REQUIREMENT FOR GRADUATION
Graduands will have gained credits for all assignments and satisfied the Examiners at the end of course viva / voce held in London during late April / early May prior to the Graduation Ceremony.
The President’s Day & Graduation Ceremony is held annually at Hunton Park (Hertfordshire) – a delightful Queen Anne Mansion set in parkland.
Graduands wearing academic robes with the TTS Hood (Red, White and Black) receive their well-earned Diplomas from the President in the presence of Family and Friends.
Robert D Olding BOOK AWARD (at the Graduation Ceremony)
A volume may be presented where one student has demonstrated an outstanding performance throughout the course.
Such awards are occasional. Where there is more than one contender citations are given instead.
JOHN A HARWOOD CITATION (at the Graduation Ceremony)
This Citation is awarded annually in memory of the illustrious Founder and Past President
to the student who has made outstanding progress during the first year of his/her course.
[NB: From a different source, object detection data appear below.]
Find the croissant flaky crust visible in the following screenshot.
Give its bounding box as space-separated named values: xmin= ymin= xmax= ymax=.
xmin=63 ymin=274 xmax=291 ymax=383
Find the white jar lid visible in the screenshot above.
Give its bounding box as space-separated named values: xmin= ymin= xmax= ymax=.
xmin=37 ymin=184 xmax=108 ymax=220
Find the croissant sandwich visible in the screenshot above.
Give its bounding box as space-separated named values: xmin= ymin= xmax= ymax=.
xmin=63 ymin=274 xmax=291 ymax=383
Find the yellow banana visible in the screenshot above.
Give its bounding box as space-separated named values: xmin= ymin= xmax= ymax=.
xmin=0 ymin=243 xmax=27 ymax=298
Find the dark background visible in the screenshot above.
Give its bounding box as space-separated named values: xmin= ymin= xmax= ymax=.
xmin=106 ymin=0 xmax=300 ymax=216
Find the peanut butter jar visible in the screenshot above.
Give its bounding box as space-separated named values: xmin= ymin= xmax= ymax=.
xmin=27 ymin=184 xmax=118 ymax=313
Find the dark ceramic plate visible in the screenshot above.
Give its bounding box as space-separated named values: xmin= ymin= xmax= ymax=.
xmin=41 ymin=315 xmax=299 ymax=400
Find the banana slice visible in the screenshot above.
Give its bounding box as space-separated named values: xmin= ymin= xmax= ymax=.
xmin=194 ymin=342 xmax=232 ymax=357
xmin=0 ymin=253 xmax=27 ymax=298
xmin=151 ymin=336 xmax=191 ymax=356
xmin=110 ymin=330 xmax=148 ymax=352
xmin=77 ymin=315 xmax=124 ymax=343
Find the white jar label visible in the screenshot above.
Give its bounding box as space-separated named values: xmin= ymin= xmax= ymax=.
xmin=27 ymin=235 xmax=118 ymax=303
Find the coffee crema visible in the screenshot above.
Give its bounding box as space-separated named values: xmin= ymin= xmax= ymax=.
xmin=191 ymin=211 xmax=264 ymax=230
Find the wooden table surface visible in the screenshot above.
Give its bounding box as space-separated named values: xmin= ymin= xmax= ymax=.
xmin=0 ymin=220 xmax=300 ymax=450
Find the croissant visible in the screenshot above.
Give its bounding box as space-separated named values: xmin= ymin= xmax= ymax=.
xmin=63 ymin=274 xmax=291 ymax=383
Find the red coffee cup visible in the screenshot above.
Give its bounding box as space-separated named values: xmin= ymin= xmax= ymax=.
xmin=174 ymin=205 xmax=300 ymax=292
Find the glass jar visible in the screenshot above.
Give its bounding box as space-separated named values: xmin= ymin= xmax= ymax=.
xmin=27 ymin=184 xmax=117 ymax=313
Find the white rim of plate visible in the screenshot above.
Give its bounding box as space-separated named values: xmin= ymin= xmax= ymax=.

MENTORS will be appropriately qualified and experienced persons
STUDY ASSISTANCE (via e-mail): Anytime with the assigned Mentor – or with TTS Office
This overview represents the updated syllabus (as at 17-07-2017)
As the science of pure trichology advances the College reserves the right to implement changes to the curriculum as appropriate
which may inevitably extend the period of study.
Students are therefore required to make regular reference to this page throughout their period of study.
WE TRUST THIS OVERVIEW HAS BEEN INFORMATIVE.